While all of these classifications are interesting, they show how expertise is fluid, and, also, that it can be faked. Very convincingly so, in some cases. What makes an expert an “expert” is often in the eye of the beholder. Collins and Evans take three case studies, those using color-blind individuals, pitch-blind individuals (those who do not have “perfect-pitch” capabilities, which admittedly is a very large percentage of the population), and Gravitational Wave scientists. In this section, they set up experiments similar to a “Turing Test” (referred to in the book as the “Imitation Game”) to see if people who do not have knowledge of a particular area (meaning those who are not color-blind, pitch-perfect, or don’t really know about Gravitational Wave science) can be fooled by people who can “talk a mean game” about a particular area, but don’t really have that experience. Conversely, the same experiment was done with those who did have experience with these areas (those who are color-blind, pitch-perfect and have experience with Gravitational Wave science). The results showed that those who were genuine experts could spot fakes most of the time (though sometimes could be tricked), and were “conned” a lot less often than those who didn’t have background with these areas.

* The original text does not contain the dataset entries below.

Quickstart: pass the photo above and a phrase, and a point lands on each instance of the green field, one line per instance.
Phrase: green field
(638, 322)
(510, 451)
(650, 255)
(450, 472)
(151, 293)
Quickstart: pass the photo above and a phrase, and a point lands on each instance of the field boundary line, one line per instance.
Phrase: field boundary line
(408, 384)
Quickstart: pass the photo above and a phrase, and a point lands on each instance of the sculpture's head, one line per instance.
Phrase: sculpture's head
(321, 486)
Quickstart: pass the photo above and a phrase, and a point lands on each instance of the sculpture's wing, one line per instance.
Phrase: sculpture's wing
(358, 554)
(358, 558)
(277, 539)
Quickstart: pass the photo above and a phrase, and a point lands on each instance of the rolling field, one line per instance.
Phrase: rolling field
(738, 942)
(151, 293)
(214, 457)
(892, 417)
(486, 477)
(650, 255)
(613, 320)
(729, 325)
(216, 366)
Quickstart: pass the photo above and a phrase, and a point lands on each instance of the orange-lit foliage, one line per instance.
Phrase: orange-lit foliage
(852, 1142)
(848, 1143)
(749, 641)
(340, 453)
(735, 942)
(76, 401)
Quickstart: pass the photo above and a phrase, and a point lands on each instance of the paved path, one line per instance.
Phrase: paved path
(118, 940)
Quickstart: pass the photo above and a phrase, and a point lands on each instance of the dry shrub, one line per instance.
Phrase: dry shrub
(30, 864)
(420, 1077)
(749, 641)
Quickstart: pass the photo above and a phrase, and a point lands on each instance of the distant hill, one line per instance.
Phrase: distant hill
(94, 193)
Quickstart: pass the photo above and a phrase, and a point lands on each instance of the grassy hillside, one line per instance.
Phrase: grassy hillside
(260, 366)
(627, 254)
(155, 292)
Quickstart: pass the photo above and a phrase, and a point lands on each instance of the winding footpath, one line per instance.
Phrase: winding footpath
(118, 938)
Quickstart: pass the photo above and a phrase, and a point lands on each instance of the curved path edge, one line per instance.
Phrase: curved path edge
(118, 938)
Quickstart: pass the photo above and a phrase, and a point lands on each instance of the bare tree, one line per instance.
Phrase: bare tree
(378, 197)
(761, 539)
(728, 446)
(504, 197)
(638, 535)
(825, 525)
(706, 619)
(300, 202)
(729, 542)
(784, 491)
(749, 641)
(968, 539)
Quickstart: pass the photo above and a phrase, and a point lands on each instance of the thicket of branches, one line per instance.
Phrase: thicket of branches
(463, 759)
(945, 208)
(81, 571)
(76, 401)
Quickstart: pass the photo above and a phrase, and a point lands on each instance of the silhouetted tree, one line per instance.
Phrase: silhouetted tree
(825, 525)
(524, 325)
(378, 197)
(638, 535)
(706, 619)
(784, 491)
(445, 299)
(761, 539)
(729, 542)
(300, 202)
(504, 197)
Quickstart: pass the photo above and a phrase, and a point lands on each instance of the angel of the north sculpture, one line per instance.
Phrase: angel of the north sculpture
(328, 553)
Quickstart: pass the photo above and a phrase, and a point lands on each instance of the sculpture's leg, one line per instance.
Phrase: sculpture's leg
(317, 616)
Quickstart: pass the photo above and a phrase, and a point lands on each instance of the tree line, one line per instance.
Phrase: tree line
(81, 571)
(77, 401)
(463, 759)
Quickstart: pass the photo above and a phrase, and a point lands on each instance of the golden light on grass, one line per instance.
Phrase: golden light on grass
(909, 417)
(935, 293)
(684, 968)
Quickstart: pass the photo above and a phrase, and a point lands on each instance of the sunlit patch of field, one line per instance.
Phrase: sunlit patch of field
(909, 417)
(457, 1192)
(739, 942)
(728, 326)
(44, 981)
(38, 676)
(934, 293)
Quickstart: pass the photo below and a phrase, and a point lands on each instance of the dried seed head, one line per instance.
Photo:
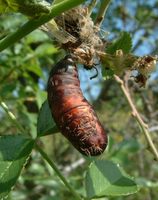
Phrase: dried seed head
(77, 23)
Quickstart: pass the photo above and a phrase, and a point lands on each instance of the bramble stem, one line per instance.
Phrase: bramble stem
(137, 116)
(54, 167)
(33, 24)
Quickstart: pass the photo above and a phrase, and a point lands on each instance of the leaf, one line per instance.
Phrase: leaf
(14, 151)
(45, 122)
(124, 43)
(104, 178)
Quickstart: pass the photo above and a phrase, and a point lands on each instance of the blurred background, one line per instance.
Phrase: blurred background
(24, 69)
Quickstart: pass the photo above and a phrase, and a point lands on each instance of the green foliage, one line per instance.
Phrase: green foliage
(14, 152)
(105, 178)
(24, 68)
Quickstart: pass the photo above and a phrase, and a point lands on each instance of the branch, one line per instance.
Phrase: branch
(33, 24)
(136, 115)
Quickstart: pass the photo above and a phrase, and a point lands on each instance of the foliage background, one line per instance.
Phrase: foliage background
(24, 69)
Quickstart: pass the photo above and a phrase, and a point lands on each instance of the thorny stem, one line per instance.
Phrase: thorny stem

These case studies set up the remainder of the book, in which we look at a variety of demarcation points as to where we might want to use some greater discrimination when it comes to just how much we trust certain “experts”. Collins and Evans explore a variety of intersections, such as science vs. art, science vs. politics, hard sciences vs. social sciences, and science vs. pseudo-science. In several cases, we as everyday people find the point where we accept “expertise” moves along a continuum from the original producers of knowledge (the hard sciences) to those who consume knowledge (the arts, but also politics, the social sciences and the pseudo-sciences). Why do we give the pundit, the news anchor, the talk show host, or the pop culture critic credence? Why do we trust their “expertise”? What is it based on? In short, are we being conned?
The book closes with an Appendix on the Three Waves of Science, or perhaps better placed, the three waves of scientific inquiry as relates to the Twentieth and Twenty-first centuries. We have moved the pendulum away from the idea that scientists are “rarified creatures” on t
he level of high priests of the technical sphere (the first wave), to a time of great distrust in science and relativistic views as to their value and relevance (the second wave), and now to a third wave that is less reverential of the first wave, but more skeptical of the claims of the second wave.
I’d encourage any reader of Rethinking Expertise to read the Introduction and this Appendix first, and then read the rest of the book in order. By doing so, the scaffolding of the ideas being presented makes more initial sense, and will potentially prevent the need for a re-read like I needed (though frankly, that reread may prove to be very insightful). This is not a casual Saturday afternoon read (though it may be for some, it certainly wasn’t for me). This is a dense book, and the sheer quantity and textual volume of the footnotes is significant. Rereads will certainly give further clarification and a better feeling for the ideas.
Rethinking Expertise meets many objectives. First, it gives a taxonomy to areas of expertise, and helps solidify an understanding as to where on the continuum our understanding comes from, the level to how (and why) we understand what we do. It also helps us identify how our interactions and experiences, along with direct participation in events and activities, all contribute to the level of expertise that we have (or don’t have). What’s more, it helps us to get a handle on the level of expertise others may have, or may not have. It asks us to think critically about those we trust, and what their intentions may be.